IHG ワンリワーズ「マイルストーン特典」完全攻略:各特典の価値と賢い選び方

状況別の最適解:どの特典を選ぶべきか?

ご自身の旅行スタイルによって、選ぶべき特典は明確に分かれます。以下の基準を参考に選択してみてください。

ラウンジのあるホテルによく宿泊する方: 40 泊に到達した際は「年間ラウンジ会員」を最優先で選びましょう。ラウンジでの飲食提供は、滞在中の食費を大幅に節約してくれます。すでにダイヤモンド会員で無料朝食の権利がある方でも、アフタヌーンティーやイブニングカクテル目的で取得する価値は十分にあります。 40 泊で選んだ場合、 70 泊の到達時にはラウンジ会員を選ぶ必要がないため、他の特典に枠を回すことができます。

長期間の滞在や特別な旅行を控えている方: 有償予約やポイントを利用した無料宿泊特典(Reward Nights)での滞在を予定している場合は「確約済みスイートアップグレード」が最適です。最大 5 泊まで適用できるため、記念日の旅行や家族旅行など、広い部屋で快適に過ごしたい滞在に合わせて選択・利用するのが最も賢い使い方です。

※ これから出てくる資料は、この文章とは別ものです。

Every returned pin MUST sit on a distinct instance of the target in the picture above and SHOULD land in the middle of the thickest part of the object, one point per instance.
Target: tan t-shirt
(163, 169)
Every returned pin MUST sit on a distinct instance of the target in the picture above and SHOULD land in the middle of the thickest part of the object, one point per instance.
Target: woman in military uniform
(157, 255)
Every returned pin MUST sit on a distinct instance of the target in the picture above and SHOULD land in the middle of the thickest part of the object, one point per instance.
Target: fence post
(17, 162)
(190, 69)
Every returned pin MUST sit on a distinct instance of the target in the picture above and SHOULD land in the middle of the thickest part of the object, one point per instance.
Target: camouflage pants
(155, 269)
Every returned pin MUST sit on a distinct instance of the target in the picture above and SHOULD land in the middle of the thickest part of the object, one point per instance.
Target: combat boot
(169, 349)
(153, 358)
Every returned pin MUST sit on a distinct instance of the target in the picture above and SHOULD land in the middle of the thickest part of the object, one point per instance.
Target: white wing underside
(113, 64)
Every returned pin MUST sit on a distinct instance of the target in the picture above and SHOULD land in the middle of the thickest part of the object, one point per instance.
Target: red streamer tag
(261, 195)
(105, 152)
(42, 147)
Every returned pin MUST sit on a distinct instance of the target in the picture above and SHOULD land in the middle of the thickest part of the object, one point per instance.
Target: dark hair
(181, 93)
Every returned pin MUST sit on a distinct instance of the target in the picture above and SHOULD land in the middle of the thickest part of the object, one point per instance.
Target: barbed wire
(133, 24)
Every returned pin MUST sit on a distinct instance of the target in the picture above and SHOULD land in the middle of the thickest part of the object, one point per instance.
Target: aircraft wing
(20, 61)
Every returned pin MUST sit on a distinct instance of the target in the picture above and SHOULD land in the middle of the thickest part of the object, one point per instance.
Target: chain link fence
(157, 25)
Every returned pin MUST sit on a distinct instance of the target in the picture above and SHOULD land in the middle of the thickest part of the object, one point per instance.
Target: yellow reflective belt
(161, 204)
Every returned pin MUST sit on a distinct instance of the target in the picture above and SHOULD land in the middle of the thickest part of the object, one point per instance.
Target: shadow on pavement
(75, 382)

ホテル内でよく食事をする方: スイートアップグレードを使える予定がない場合は「飲食特典」を選ぶのが実用的です。 5 枚綴り(合計 100 米ドル相当/日本円で 10,000 円相当)の特典は、同額のポイント(約 50 米ドル相当)を選ぶよりも 2 倍近い価値を引き出すことができます。

まとめ

IHG ワンリワーズのマイルストーン特典は、エリート会員のステータスに関わらず、 IHG をよく利用するすべての人に確実な還元をもたらす制度です。

柔軟なポイント、贅沢なスイートへのアップグレード、実用的な飲食クレジット、そして圧倒的なコストパフォーマンスを誇るラウンジ利用権と、選択肢の幅広さが最大の魅力です。各特典の細かなルールを把握した上で、ご自身の年間の滞在計画を見据え、ぜひ最も価値のある特典を見極めてみてください。